Finding strong Gaia1.0 would change our views about planetary habitability (finding Earth2.0 would be a confirmation of a prevalent idea). The degree of rethinking can be hinted at by posing a question: Is habitability a characteristic of a planet, such as temperature, or is it something that flows through it, such as heat? Stated another way: Is it a state or a process variable? The classic “Habitable Zone” concept assumes it can be treated as a state variable. From that, follows the assumption that its limits can be determined so as to make a phase diagram that delineates regions that allow for life. On a strong Gaia, the origin and evolution of life are dominant for habitability, and multiple temporal paths could lead to variable end-states of inhabitance (Walker et al., 2018). This is a process variable view (Bridgman, 1943) under which multiple equilibrium states are possible and path dependence cannot be ignored (Dyke and Weaver, 2013; Weaver, 2015; Lenardic et al., 2016a). This brings in layers of potentiality associated with evolution and historical contingency [a contingent process is not the same as a random process (e.g., Bohm, 1957)]. The approach to planetary life research would, as a result, need to move toward one that is more statistical/probabilistic than it is at present (Walker et al., 2018).

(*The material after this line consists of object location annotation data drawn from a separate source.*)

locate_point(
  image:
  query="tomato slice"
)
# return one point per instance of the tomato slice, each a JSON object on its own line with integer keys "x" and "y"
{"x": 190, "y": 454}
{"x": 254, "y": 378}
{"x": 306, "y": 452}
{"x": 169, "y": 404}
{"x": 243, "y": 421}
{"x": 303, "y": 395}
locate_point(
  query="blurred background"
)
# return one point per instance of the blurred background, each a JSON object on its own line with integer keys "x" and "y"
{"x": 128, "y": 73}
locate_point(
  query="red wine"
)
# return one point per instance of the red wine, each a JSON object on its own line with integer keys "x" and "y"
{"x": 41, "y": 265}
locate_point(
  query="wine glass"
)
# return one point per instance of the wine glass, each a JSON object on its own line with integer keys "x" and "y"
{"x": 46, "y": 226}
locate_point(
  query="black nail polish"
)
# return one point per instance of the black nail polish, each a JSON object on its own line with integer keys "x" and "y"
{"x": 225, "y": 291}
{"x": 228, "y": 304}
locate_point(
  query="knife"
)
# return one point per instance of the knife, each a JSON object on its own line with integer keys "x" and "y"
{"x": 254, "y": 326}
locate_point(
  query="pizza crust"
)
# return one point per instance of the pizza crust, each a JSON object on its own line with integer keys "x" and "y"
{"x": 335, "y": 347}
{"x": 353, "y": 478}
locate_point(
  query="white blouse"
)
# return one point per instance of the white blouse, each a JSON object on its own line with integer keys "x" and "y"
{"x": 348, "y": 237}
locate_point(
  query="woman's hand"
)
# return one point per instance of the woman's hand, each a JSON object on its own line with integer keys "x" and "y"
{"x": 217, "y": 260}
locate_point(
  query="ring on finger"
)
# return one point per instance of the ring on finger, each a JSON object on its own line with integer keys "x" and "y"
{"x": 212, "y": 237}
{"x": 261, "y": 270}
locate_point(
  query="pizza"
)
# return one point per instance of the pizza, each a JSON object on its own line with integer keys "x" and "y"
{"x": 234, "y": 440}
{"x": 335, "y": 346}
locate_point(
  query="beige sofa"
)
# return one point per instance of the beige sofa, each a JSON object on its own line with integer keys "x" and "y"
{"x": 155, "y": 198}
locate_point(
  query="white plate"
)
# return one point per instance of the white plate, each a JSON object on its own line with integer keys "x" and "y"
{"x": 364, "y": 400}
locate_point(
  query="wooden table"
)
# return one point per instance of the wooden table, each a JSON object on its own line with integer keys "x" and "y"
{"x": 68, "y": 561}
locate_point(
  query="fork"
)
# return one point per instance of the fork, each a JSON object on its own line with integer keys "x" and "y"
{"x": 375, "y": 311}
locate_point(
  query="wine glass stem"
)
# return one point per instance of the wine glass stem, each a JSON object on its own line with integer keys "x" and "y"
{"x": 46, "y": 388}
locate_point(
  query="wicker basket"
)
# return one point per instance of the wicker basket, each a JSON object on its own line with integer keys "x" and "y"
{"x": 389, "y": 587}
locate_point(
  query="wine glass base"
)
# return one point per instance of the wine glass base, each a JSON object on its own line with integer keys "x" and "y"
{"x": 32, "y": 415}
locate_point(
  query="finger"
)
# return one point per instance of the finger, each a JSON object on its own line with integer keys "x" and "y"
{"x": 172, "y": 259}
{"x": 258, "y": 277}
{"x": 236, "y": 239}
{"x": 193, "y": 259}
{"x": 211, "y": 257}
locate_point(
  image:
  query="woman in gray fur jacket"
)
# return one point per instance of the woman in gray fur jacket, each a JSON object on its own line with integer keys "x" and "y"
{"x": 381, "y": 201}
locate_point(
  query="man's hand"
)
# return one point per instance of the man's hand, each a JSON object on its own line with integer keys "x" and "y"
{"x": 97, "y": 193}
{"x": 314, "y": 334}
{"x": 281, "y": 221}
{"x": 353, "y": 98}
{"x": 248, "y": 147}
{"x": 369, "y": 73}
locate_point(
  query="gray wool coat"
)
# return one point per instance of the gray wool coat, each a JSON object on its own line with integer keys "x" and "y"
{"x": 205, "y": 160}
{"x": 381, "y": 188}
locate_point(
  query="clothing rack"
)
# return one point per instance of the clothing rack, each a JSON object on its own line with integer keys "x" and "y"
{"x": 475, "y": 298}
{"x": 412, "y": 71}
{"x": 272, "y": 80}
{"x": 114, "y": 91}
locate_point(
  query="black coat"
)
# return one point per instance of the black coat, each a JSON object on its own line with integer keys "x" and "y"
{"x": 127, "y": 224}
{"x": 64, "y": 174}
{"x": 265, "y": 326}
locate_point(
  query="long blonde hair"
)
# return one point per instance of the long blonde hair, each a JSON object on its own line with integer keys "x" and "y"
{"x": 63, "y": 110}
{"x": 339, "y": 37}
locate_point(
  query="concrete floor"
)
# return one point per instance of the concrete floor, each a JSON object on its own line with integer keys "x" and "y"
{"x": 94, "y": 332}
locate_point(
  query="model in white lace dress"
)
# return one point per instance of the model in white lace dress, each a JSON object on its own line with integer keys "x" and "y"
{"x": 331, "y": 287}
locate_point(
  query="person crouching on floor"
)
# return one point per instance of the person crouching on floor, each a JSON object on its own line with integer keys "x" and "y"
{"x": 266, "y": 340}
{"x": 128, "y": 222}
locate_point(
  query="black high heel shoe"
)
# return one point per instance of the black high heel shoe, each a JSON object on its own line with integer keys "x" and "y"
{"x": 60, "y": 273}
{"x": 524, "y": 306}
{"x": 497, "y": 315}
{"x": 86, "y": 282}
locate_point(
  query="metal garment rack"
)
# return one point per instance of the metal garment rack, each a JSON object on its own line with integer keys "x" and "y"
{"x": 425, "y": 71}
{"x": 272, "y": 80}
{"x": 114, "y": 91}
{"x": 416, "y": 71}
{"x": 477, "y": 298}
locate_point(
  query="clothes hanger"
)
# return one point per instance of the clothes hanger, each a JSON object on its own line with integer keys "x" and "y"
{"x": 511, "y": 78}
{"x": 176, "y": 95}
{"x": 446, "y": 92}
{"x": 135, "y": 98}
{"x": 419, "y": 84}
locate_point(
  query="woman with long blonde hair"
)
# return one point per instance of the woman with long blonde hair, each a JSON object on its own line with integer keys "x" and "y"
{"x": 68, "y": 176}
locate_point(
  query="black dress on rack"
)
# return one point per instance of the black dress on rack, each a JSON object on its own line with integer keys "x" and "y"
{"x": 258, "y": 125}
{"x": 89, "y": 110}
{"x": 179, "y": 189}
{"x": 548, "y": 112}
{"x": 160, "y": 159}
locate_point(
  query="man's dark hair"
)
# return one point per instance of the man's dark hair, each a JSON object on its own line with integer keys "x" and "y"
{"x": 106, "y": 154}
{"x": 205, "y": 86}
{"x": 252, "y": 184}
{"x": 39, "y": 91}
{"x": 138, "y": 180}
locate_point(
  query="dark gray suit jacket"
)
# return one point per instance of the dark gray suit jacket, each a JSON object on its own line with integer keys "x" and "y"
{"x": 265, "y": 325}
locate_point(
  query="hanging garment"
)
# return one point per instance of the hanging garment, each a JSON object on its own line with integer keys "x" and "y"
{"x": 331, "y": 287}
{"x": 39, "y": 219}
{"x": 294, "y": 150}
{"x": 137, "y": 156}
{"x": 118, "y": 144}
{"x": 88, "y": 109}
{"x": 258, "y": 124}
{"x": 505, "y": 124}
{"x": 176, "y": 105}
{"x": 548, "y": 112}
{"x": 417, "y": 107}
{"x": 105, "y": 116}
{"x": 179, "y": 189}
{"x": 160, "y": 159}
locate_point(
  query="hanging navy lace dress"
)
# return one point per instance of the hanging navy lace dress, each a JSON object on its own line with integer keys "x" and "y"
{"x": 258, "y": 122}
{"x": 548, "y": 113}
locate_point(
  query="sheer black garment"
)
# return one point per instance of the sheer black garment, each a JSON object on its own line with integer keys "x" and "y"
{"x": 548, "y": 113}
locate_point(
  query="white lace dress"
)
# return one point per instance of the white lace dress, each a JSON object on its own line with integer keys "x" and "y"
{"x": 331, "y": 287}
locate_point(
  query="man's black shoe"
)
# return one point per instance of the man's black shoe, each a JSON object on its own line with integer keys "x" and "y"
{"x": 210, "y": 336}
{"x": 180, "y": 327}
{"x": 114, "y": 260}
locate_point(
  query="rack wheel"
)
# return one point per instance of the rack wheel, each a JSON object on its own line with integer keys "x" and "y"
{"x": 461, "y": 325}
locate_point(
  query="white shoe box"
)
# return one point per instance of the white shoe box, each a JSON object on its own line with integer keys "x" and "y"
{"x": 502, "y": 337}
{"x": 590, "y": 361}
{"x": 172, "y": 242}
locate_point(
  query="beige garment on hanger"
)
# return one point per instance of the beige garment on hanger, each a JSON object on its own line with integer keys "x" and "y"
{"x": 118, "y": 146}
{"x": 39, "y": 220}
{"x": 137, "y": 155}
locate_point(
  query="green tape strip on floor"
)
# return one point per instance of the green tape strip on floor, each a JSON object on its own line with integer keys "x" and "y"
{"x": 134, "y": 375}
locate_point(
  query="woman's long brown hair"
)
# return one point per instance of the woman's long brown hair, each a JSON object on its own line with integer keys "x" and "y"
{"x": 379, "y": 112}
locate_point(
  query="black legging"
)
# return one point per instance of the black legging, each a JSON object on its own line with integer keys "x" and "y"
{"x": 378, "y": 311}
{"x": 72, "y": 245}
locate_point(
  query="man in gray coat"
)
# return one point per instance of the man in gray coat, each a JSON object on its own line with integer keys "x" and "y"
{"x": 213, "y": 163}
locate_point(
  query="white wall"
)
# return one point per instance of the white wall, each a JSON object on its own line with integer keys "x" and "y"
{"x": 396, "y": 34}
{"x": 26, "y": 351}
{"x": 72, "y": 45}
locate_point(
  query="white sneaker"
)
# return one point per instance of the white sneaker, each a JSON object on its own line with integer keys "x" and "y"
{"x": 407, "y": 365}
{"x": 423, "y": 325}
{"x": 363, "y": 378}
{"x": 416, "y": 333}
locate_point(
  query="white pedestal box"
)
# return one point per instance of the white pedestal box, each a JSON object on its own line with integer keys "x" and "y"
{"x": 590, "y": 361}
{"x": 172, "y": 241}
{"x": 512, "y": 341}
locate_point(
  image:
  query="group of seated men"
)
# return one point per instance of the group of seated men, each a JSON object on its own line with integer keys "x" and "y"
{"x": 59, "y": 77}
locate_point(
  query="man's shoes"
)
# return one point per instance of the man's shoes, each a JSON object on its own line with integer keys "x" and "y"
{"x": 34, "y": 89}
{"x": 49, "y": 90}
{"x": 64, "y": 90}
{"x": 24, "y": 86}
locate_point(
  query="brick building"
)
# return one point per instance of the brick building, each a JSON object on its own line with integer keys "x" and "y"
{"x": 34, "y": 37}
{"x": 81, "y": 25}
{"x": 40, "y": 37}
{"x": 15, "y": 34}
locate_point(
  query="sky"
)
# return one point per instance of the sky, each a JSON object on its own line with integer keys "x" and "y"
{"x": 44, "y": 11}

The issue of evolution leads to a final point. Rare Earth ideas acknowledge that planets different from Earth could have simple (microbial) life but argue that higher life (plants and animals) requires Earth-like conditions (Ward and Brownlee, 2000). Life can respond to environmental changes. Many of the changes, considered critical to the development of higher life on Earth, are ascribed to internal energy sources driving changes in surface conditions such that if a planet lacked the geological changes that occurred on Earth, it could have microbial life, but it would not have developed higher life (Ward and Brownlee, 2000; Stern, 2016). The idea that evolution requires environmental changes is not agreed upon for the evolution of life on Earth (McKee, 2000; McShea and Brandon, 2010) and extending it to planetary bodies is an a priori assumption. Exoplanet biosignatures might be of the kind that prevailed on early Earth, before the rise of complex life, or of the kind associated with higher life (Schwieterman et al., 2018). Finding signs of higher life on a geologically inactive planet could provide a new layer of evidence that evolution can proceed in an autocatalytic mode, with no need for externally driven environmental changes (Kauffman, 1993; Cazzolla Gatti, 2011).

Finding signs of life on another planet, be it such as our own or different, would be a major discovery. The implications of that discovery could be further reaching for planets that are different. In that sense, different is more—it could bring more information content about life potential in our galaxy.

3.2. Narratives

The search for life beyond Earth is no small undertaking. It can benefit from efforts to engage the public. The engagement is often framed as a narrative. Narratives can go beyond public relations. A narrative can frame a problem in a way that favors one decision/conclusion over alternatives that are just as rational as the frame-favored decision (Tversky and Kahneman, 1981). For the issue at hand, there is a feedback as public opinion can influence exploration strategies. Whether it is intended or not, building a narrative around a problem will influence the way humans think about the problem and, in keeping with the cultural/humanistic connections of this subsection, “what we think changes how we act” (c.f., Gang of Four, Solid Gold, EMI/Warner Bros., 1981). This encapsulates the value of reframing problems and considering multiple frames when addressing decisions involving uncertainty (Tversky and Kahneman, 1986).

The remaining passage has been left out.